Vogue Knitting has to come up with thirty or so new patterns every issue, and that's no easy task, because many knitters own shelves full of patterns and most have access to thousands more free patterns on the net. The reality is that the Vogue Knitting editors just aren't going to be able to come up with that many truly distinctive patterns, that they are often in effect trying to reinvent the wheel, and that sometimes they try so hard to come up with a new wheel that they wind up producing some real clunkers.
I reluctantly let my Vogue Knitting subscription lapse circa 2005 because I felt I already had so many patterns that I couldn't justify the expense any longer. But though I can never resist slipping into a drugstore to check out the latest issue, I only cave in and buy it off the stand very occasionally because I wind up flipping through it thinking, severally, "Nice, but I've already got a nearly identical pattern in my collection," "Nice, but that will make any woman who doesn't have a model's figure look like a house," "Nice, but where would I wear that," and "LORD WHAT IS THAT." The VK Holiday 2012 issue proved to be another such.
Vogue Knitting web site has a section of sweaters presented as "evening sweaters". Probably only a small percentage of women have the kind of social schedule that would provide them with enough occasions to justify making such an elaborate, time-intensive item. But then that's just one of VK's editorial flourishes. All of these sweaters could be made in a non-glitzy yarn and worn almost anywhere.
This is the cover sweater from this issue, and rightly so, because it is lovely. You'd have to be small- or flat-breasted to be able to carry off that ruching across your chest, though.
Update: Vogue Knitting has released a free pattern for "Opera Wristers" to wear with this dress. If that's really the kind of things people wear to the opera, I may have to start going. With my camera.

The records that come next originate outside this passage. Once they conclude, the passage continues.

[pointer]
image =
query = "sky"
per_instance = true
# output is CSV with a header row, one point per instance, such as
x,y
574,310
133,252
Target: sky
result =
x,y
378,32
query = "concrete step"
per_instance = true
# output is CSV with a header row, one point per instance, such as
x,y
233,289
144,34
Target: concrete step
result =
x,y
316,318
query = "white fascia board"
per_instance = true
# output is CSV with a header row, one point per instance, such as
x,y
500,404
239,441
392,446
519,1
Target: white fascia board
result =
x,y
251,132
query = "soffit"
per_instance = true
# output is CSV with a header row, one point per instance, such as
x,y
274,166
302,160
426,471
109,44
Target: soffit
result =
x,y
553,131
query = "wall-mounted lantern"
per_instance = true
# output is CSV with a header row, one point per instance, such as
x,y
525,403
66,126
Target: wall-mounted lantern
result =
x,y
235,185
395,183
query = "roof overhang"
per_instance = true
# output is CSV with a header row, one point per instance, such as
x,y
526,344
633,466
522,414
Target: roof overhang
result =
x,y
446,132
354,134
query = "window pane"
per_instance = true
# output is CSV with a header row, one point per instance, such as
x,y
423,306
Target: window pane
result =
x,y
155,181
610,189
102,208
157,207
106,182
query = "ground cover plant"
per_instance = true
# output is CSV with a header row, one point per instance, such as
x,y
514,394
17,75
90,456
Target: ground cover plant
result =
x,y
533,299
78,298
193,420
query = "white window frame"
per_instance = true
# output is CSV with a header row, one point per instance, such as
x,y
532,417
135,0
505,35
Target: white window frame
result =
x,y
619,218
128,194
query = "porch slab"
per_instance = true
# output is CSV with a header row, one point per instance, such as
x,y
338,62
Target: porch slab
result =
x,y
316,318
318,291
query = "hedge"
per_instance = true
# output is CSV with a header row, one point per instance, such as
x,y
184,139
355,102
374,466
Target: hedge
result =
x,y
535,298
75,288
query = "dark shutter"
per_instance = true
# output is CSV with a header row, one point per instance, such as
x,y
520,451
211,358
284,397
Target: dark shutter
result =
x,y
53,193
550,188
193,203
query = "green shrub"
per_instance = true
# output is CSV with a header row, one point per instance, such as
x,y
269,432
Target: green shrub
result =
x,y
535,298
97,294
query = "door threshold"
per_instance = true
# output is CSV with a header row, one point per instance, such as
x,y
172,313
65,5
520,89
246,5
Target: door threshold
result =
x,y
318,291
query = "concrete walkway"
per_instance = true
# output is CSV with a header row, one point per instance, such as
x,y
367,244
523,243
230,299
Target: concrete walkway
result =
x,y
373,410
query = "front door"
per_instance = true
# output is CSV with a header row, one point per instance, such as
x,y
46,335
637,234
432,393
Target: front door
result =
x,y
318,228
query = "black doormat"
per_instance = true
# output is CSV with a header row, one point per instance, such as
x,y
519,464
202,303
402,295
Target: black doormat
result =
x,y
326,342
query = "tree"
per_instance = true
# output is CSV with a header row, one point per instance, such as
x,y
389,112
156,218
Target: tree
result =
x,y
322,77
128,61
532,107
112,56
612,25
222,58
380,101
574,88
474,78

These particular boot toppers appear to be designed to make one's boots (and, consequently, feet) look as clunky as possible. Moreover if the wearer of them lives in a place with winters involving lots of snow and slush and salted walkways, they will become perfectly filthy in no time as they'll be just inches from the ground. Try again, VK. Boot toppers are, after all, a kind of knitting pattern that every knitter doesn't already have a hundred of. Though there may be excellent reasons for that.